Endovascular Management of Refractory Type I Endoleaks

Tools and techniques to allow tailored endoleak resolution and ultimately decrease aneurysm rupture rates.

By John Moriarty, MD, and Mahmood K. Razavi, MD, FSIR, FSVM

Endovascular repair of thoracic (TEVAR) or abdominal aortic aneurysms (EVAR) has proven to be a safe, popular, and effective treatment option for managing aortic aneurysms. However, a major ongoing challenge to the near-universal use of endografts has been to create an endograft that ensures the same reliable aneurysm seal afforded by open surgical resection and suturing of a prosthetic graft directly to the aortic wall.

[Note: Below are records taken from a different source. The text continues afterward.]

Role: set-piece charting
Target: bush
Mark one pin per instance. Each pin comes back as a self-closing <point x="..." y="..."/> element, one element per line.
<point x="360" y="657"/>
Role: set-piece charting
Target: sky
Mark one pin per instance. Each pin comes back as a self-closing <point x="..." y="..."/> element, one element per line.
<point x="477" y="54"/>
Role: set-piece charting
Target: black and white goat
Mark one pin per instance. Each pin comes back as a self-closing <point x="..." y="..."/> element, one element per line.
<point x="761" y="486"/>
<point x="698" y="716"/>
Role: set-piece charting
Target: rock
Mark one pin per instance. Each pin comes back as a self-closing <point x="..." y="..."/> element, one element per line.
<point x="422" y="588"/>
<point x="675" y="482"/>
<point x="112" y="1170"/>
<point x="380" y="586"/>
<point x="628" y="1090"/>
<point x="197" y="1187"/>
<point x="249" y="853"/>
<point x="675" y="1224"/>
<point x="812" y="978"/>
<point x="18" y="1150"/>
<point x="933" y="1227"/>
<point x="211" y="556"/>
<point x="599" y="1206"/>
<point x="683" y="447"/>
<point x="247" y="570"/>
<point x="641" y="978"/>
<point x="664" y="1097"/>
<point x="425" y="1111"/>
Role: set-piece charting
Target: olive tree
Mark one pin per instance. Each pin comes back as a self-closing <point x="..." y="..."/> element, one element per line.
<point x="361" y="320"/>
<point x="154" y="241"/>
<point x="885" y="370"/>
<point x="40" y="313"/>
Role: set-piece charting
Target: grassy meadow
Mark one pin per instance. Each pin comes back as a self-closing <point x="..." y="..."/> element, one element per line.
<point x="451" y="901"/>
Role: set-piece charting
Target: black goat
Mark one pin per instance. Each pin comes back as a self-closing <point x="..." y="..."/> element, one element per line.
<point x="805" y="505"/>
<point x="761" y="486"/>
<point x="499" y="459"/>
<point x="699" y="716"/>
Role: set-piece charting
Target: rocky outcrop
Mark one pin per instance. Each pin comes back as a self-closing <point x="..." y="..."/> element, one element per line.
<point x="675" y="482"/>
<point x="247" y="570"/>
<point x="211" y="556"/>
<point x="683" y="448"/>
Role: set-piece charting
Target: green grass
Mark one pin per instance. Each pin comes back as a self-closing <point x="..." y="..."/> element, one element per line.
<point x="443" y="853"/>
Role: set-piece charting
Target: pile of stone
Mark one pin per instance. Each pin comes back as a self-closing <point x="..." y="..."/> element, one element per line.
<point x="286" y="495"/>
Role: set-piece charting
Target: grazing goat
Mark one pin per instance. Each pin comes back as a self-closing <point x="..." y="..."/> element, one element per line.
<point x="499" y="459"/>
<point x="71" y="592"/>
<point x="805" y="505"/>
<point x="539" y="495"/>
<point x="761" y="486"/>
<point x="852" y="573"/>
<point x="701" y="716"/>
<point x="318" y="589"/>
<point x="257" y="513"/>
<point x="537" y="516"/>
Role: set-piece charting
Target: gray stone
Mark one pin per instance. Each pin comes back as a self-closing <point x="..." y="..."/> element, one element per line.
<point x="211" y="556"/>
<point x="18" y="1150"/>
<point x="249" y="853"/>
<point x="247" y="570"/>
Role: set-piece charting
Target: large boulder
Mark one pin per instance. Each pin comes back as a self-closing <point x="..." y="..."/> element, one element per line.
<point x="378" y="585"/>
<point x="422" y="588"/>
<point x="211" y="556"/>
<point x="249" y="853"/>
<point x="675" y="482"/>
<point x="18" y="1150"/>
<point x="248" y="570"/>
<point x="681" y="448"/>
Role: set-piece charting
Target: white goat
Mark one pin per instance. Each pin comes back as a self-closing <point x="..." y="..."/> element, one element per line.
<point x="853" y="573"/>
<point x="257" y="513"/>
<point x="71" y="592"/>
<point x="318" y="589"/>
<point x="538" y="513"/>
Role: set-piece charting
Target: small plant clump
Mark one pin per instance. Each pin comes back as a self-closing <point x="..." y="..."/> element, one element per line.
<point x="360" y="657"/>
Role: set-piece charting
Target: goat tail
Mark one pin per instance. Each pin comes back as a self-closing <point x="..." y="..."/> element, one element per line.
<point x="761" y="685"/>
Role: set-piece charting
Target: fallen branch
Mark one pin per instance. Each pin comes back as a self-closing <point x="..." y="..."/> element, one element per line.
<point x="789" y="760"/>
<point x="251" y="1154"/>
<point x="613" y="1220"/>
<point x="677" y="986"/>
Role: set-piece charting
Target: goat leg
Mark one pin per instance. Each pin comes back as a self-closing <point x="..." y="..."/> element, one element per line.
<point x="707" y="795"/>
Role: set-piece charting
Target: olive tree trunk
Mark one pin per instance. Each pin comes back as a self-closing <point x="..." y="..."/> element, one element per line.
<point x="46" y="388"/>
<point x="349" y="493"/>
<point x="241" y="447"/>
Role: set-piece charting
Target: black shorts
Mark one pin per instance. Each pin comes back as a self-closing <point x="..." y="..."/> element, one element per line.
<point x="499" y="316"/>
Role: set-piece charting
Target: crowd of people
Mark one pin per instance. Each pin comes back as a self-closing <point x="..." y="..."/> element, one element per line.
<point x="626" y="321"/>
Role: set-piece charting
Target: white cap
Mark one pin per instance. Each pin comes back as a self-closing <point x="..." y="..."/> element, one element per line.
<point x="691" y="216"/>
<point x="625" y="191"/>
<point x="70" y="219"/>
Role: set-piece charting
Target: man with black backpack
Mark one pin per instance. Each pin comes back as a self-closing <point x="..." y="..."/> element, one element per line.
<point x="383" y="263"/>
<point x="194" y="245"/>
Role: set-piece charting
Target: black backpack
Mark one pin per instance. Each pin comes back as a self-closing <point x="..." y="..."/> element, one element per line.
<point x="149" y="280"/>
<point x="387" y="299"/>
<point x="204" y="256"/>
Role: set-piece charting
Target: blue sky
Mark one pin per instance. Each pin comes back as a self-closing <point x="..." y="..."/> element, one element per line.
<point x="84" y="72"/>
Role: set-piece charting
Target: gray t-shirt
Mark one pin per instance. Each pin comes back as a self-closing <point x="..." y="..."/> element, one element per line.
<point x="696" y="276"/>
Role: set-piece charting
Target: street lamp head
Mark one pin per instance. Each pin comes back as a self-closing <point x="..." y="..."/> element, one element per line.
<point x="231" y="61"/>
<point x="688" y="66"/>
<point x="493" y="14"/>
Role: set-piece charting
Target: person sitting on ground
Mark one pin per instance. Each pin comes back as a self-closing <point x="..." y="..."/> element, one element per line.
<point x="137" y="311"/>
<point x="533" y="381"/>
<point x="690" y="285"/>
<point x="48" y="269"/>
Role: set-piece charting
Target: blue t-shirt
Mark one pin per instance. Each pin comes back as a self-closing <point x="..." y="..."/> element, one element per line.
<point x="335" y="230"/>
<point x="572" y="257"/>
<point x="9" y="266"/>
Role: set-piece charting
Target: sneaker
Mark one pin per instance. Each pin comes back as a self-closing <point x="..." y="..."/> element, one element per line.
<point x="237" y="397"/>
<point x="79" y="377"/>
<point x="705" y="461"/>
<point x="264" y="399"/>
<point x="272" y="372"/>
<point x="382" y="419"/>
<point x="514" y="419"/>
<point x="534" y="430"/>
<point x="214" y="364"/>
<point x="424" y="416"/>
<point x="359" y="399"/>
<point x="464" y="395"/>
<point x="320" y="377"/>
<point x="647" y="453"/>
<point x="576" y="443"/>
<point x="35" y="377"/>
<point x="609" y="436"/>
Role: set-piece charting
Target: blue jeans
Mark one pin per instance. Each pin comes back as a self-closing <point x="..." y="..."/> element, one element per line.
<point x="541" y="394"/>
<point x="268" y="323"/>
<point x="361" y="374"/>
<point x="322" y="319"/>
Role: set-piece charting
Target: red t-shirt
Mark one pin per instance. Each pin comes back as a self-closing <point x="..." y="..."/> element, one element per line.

Prevention of leakage at these seal sites, also known as type I endoleaks (EL1), is made difficult if there are anatomic features such as short necks, severe neck angulation or tortuosity, large neck diameter, or thrombus at the landing zone site. The presence of a single one of these, or more frequently a combination of these factors, leaves the aneurysm sac open to arterial flow and pressure (and hence still at an increased risk of rupture), with 74% of post-EVAR ruptures attributed to EL1.1 Management of EL1 is therefore of critical concern and should be immediately addressed once diagnosed.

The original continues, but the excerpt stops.